Decision guide: When to pick IMa2 Choose IMa2 when most of the following apply:

• Your primary interest is joint estimation of divergence time, asymmetric migration rates, and effective population sizes under an explicit IM model.
• You have multiple independent, nonrecombining loci (sequence or microsatellite) and can reasonably subset data to satisfy the nonrecombination assumption.
• Sample sizes and number of populations are moderate (e.g., few populations, limited individuals per population) so that MCMC runs are computationally feasible.
• You need full-likelihood posterior distributions (not SFS approximations) and are prepared to tune MCMC/heating and run long chains for convergence.
• You want to allow asymmetric migration rates and potentially hierarchical IM models for more than two populations.

When to choose alternatives

• Use BEAST/BEAST2 or SNAPP when phylogenetic timing, gene trees, or species-tree inference with molecular clocks is central.
• Use Migrate-n when you want estimates of historical migration and Ne without modeling divergence times explicitly.
• Use fastsimcoal2 or dadi when you have genome-scale SNP data, complex demographic scenarios, or need fast model comparison via the SFS.
• Use G-PhoCS when working with many nonrecombining genomic loci and a fixed population topology, and you want a Bayesian phylogenetic coalescent approach.
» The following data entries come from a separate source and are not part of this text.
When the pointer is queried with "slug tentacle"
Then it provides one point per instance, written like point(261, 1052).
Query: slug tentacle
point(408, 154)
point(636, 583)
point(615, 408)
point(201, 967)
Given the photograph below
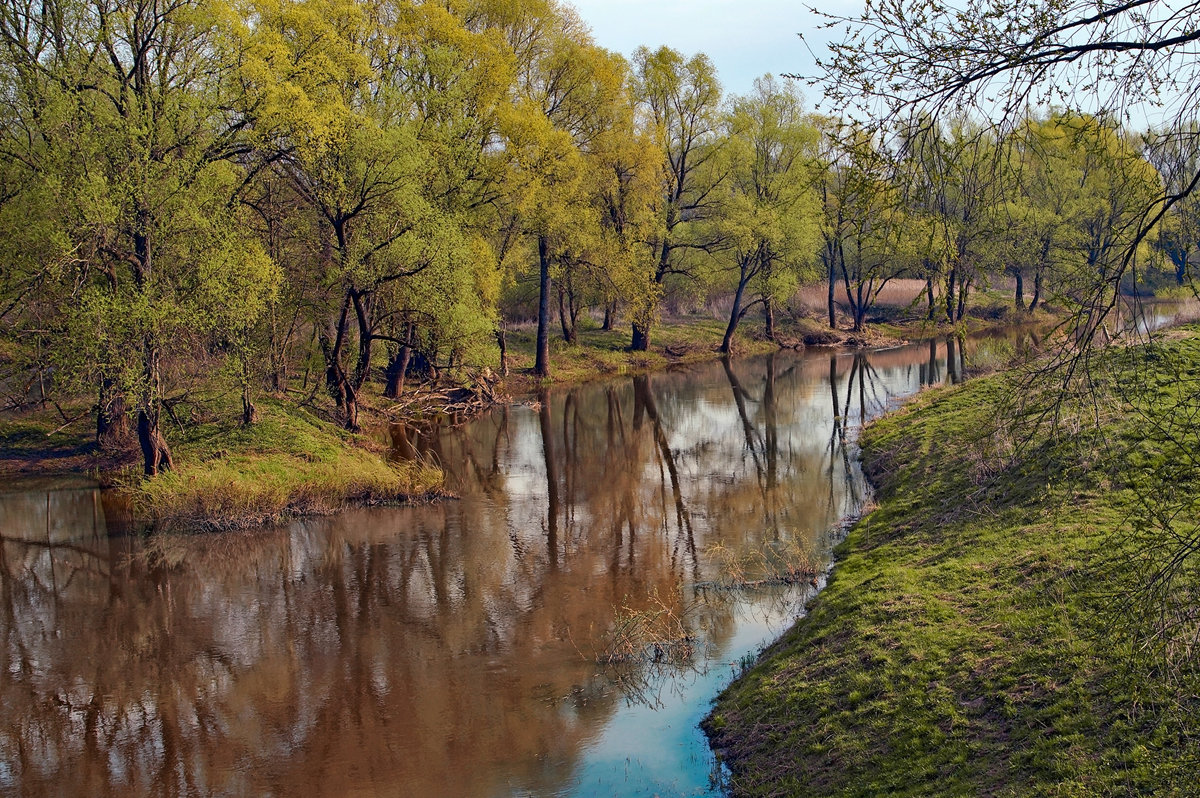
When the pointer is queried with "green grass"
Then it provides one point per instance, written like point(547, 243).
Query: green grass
point(288, 463)
point(985, 631)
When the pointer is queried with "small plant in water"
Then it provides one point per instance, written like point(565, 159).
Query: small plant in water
point(654, 634)
point(785, 562)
Practical tips if you decide on IMa2

• Preprocess data: remove recombinant loci, phase heterozygotes where required, and filter for independent loci.
• Pilot runs: run short MCMC chains to tune priors, heating, and proposal rates before long production runs.
• Convergence checks: use multiple independent runs, compare posterior distributions, check ESS-like metrics (effective sampling across runs), and inspect parameter trace plots.
• Priors: choose biologically reasonable but not overly restrictive priors; test sensitivity by repeating runs with different priors.
• Computational resources: plan for long runs and consider parallelizing independent chains across CPUs.

Summary IMa2 is a powerful full-likelihood tool for explicit isolation-with-migration inference when you have appropriate nonrecombining, multilocus data and moderate-sized datasets. For phylogenetic dating, large SNP datasets, complex demography, or very large numbers of populations and individuals, consider alternatives like BEAST, fastsimcoal2, dadi, Migrate-n, SNAPP, or G-PhoCS depending on specifics. Choose IMa2 when joint inference of divergence times and migration under the IM framework with posterior distributions is your core goal.